Cox Automotive, Edmunds and J.D. Power/LMC Automotive all project gains of about 1 percent for the month. Sales events tied to Labor Day are expected to fuel much of the increase, even though transactions completed over Labor Day weekend will count toward September.
Thomas King, senior vice president of the data and analytics division at J.D. Power, said in a statement that Hurricane Harvey made landfall in August 2017 and affected Labor Day sales events. "Labor Day remains one of the most heavily shopped periods in the year, accounting for nearly 3 percent of annual sales, as consumers take advantage of discounts that extend through the first weekend of September," he said.
The average incentive per vehicle for the first three weeks of August was down $141 from the same time last year, J.D. Power said, due to smaller discounts on sedans.
Automakers are scheduled to report U.S. deliveries for August on Tuesday, Sept. 4. The month has 27 selling days, the same as August 2017.
U.S. sales are up 1.1 percent this year through July, after falling in 2017 for the first time since the market collapse of 2008-09. Macroeconomic factors such as consumer confidence and new housing starts — which often drive pickup purchases — remain strong.
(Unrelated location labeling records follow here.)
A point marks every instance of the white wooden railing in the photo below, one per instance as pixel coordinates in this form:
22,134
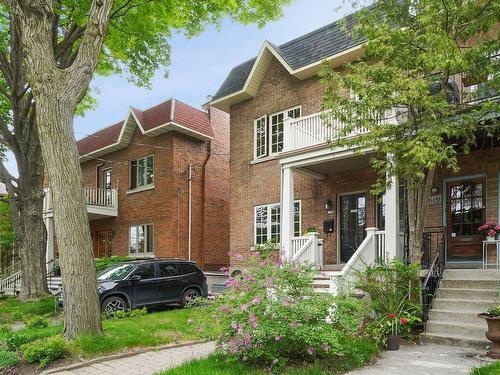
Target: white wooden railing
366,255
93,197
308,249
318,129
11,284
Each forecasting firm predicts a seasonally adjusted annual rate of 16.8 million vehicles in August, which would mark the second consecutive month the SAAR has fallen below 17 million. Despite the favorable year-over-year comparisons this month, analysts expect a slower sales pace for the rest of the year.
"The market remains strong, and all the talk of higher interest rates and trade tariffs is not chasing away buyers," Charlie Chesbrough, senior economist at Cox Automotive, said in a statement. "However, we are still forecasting a slowing sales pace over the remaining months of the year as buying conditions slowly deteriorate due mostly to higher interest rates and continued high gasoline prices."
Cox calls for full-year sales in 2018 of 16.8 million vehicles, down slightly from the 17.25 million sold in 2017, although LMC increased its forecast by 100,000 units, to 17.2 million, based on higher fleet volume than expected this year.
Edmunds said , through July, new-vehicle inventories had fallen to their lowest levels since 2016.
"There are a lot of things working against the automotive market right now: Incentive spending is maxed out, interest rates are rising and vehicle prices are reaching record highs," Jeremy Acevedo, Edmunds' manager of industry analysis, said in a statement. "Add to that the uncertainty that comes with renegotiating NAFTA and tariff talks and it amounts to what could be a challenging back half of the year for automakers."
Both Edmunds and Cox predict FCA US will post the largest August sales increase among major automakers. Edmunds expects a 15 percent gain while Cox calls for a 11 percent rise.
They expect sales to fall at Ford Motor Co. and General Motors. Cox also predicts declines for American Honda and Subaru of America, which would snap Subaru's streak of 80 consecutive monthly sales increases. The Subaru forecast calls for a 0.3 percent dip.